ここまでが、Clarisのナレッジに記載がないところです!
後は、Clarisのナレッジの手順どおり。
- odbcの設定ファイルを記述します。
sudo vi /etc/odbc.ini
(補足)下記の // は任意の説明書きです。//と説明は記述を省略できます。
[MySQL_sakila] // FileMaker Proの外部データソースに表示される見出し(任意の名称 Driver = MySQL // ここの [ ] の中を、11.b.でのメモ ”MySQL” に一致させること。 Database = sakila // MySQL のデータベース名 Server = XXX.XXX.XXX.XXX // 用意したMySQLサーバー環境 の IP アドレス Port = 3306 // MySQLに接続するポート番号 client_charset = 'UTF-8'
- FileMaker Pro で、ファイルを用意し、FileMaker Server にアップロードします。
- ファイルメニュー>定義>外部データソースを選びます。[ 新規 ] ボタンをクリックします。
- まず、タイプは [ ODBC ] を選びます。続いて、 [ 指定… ] ボタンをクリックします。
- ODBC データソースを選択 画面が開かれます。
データソース名に、手順15の [MySQL_sakila] が表示されます。
ドライバに、手順15のDriver = MySQLが表示されます。
確認したら、 [ OK ] をクリックします。
- 手順15の認証では、[ ユーザとパスワードを指定 ] を選択します。
- MySQLに定義したアカウント「fm_odbc」を設定します。
- タイプによるフィルタ:は、表示させたいテーブルやビューに合わせてチェックします。
- 手順15から手順19の設定結果がこのようになります(ご参考まで)。[ OK ]ボタンをクリックします。
- ファイルメニュー>定義>データベース、リレーションシップタブ画面を表示します。
- [ テーブルを追加 ] ボタンをクリックします。
- データソースポップアップメニューは、手順15で表示されたデータソースを選択します。

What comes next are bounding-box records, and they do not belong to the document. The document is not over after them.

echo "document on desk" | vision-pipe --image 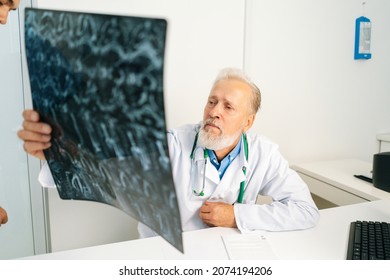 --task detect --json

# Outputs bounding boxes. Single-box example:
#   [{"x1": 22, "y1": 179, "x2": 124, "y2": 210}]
[
  {"x1": 25, "y1": 8, "x2": 183, "y2": 251},
  {"x1": 222, "y1": 233, "x2": 279, "y2": 260}
]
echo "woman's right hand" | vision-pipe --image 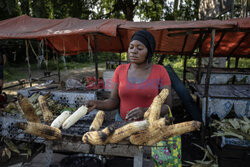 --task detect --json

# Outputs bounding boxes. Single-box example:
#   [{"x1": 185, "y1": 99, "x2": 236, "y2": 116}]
[{"x1": 87, "y1": 100, "x2": 97, "y2": 113}]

- MySQLのテーブル、またはビューを選択します。
- 名前(テーブルオカレンス名)を必要に応じて、変更します。
- [ OK ]ボタンをクリックします。
まとめ
もともと、ODBCドライバの事前知識がなく、さらにODBCドライバの組み込み方はあまり情報もなく、あってもドキュメント同士に相互の一貫性はないので、どういう意味なのか理解するのに四苦八苦しました。
Claris社からはいずれナレッジが更新されるものと思いますが、それまでの間、この記事がお役に立てれば幸いです。